Results of a large national clinical trial of body cooling for brain trauma patients, reported in The New England Journal of Medicine (Feb. 22, 2001), indicated that the cooling technique was helpful for patients between the ages of 16-45.  In this subgroup, 24 percent of the patients who underwent body cooling down to 33 degrees Celsius (91.4 Fahrenheit) had a better than expected outcome, either experiencing a good recovery or only a moderate disability.

Patients and their families were contacted three and six months after their injury to determine the level of recovery.

While scientists cannot yet explain the improvement caused by cooling, they expect that the lower temperature stabilizes the blood vessels and inhibits the release of certain brain chemical messengers that initiate secondary damaging events for patients, says Martin C. Holland, MD, Director of Neurosurgery at San Francisco General Hospital Medical Center, UCSF assistant clinical professor of neurological surgery and a co-principal investigator of the UCSF study.

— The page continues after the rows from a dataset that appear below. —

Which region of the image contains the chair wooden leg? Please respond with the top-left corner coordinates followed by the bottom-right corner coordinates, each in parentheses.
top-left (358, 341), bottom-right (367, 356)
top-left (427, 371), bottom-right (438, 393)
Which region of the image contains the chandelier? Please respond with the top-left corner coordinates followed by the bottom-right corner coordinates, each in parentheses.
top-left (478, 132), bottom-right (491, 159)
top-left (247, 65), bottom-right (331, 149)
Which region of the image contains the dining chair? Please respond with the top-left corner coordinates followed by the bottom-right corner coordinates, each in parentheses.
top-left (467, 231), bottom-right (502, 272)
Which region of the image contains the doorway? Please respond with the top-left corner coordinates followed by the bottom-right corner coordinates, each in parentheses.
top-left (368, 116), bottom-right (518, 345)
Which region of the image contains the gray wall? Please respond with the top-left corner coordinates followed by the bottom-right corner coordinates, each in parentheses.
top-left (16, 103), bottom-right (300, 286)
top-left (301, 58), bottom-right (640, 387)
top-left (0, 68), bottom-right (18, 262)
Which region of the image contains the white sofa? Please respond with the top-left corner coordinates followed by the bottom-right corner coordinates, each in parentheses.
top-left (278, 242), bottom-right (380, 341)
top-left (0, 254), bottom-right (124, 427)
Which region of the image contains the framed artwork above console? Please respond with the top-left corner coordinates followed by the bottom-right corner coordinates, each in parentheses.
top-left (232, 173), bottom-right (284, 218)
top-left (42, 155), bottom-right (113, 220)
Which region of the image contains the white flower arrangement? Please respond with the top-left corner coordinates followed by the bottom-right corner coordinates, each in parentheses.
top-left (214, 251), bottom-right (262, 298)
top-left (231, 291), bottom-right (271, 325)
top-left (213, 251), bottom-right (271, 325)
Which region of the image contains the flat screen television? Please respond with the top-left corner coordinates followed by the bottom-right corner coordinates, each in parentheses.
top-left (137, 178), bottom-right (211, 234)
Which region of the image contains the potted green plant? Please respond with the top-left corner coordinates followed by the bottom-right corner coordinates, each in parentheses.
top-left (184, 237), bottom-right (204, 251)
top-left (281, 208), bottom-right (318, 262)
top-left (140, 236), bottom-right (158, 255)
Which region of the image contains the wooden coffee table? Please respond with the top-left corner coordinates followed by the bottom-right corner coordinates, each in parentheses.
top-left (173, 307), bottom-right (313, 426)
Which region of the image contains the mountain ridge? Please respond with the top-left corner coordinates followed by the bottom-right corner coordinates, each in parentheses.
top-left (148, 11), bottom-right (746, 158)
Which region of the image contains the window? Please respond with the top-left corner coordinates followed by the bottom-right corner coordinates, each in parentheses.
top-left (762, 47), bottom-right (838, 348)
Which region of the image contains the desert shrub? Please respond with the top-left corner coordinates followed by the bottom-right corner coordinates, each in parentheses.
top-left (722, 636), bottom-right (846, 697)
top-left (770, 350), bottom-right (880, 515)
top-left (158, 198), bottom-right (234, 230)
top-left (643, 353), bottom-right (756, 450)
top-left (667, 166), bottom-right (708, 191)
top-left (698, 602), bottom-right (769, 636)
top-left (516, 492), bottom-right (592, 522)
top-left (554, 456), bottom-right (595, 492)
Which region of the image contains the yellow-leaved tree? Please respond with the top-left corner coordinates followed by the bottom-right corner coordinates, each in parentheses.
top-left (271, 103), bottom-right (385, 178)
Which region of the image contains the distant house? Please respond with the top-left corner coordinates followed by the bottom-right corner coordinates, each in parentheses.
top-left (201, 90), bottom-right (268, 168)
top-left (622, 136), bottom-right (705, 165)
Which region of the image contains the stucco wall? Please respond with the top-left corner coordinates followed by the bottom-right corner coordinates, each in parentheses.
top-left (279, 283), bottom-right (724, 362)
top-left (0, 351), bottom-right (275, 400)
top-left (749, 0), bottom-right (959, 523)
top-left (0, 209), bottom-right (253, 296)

The current study, which is funded by the National Institutes of Health, will focus exclusively on patients with severe traumatic brain injury in the 16-45 year old age group. The trial is expected to enroll 220 patients nationwide and to take place over three to four years. SFGH Medical Center expects to enroll at least eight patients per year. The trial is a phase II trial, designed to see if the treatment is safe and effective. It is being led by University of Texas-Houston, Houston Medical Center, which also led the earlier trial.

The study will be “randomized,” meaning that patients will be included in the study on a random basis, as determined by a centralized computer system set up for the national trial. All patients will receive the standard treatment for severe traumatic brain injury, but only half will undergo the cooling process. Once the neurosurgical team has determined that a patient meets the rigorous criteria for participation, the team will call an automated telephone line that will notify them whether or not the new patient will undergo the hypothermia experiment.

Once a patient has been enrolled, he or she will be cooled with a specially designed cooling suit for 48 hours, starting within four hours of the injury.  To determine whether the treatment was successful, the patient will be tested by an independent evaluator at intervals of three, six and 12 months after injury.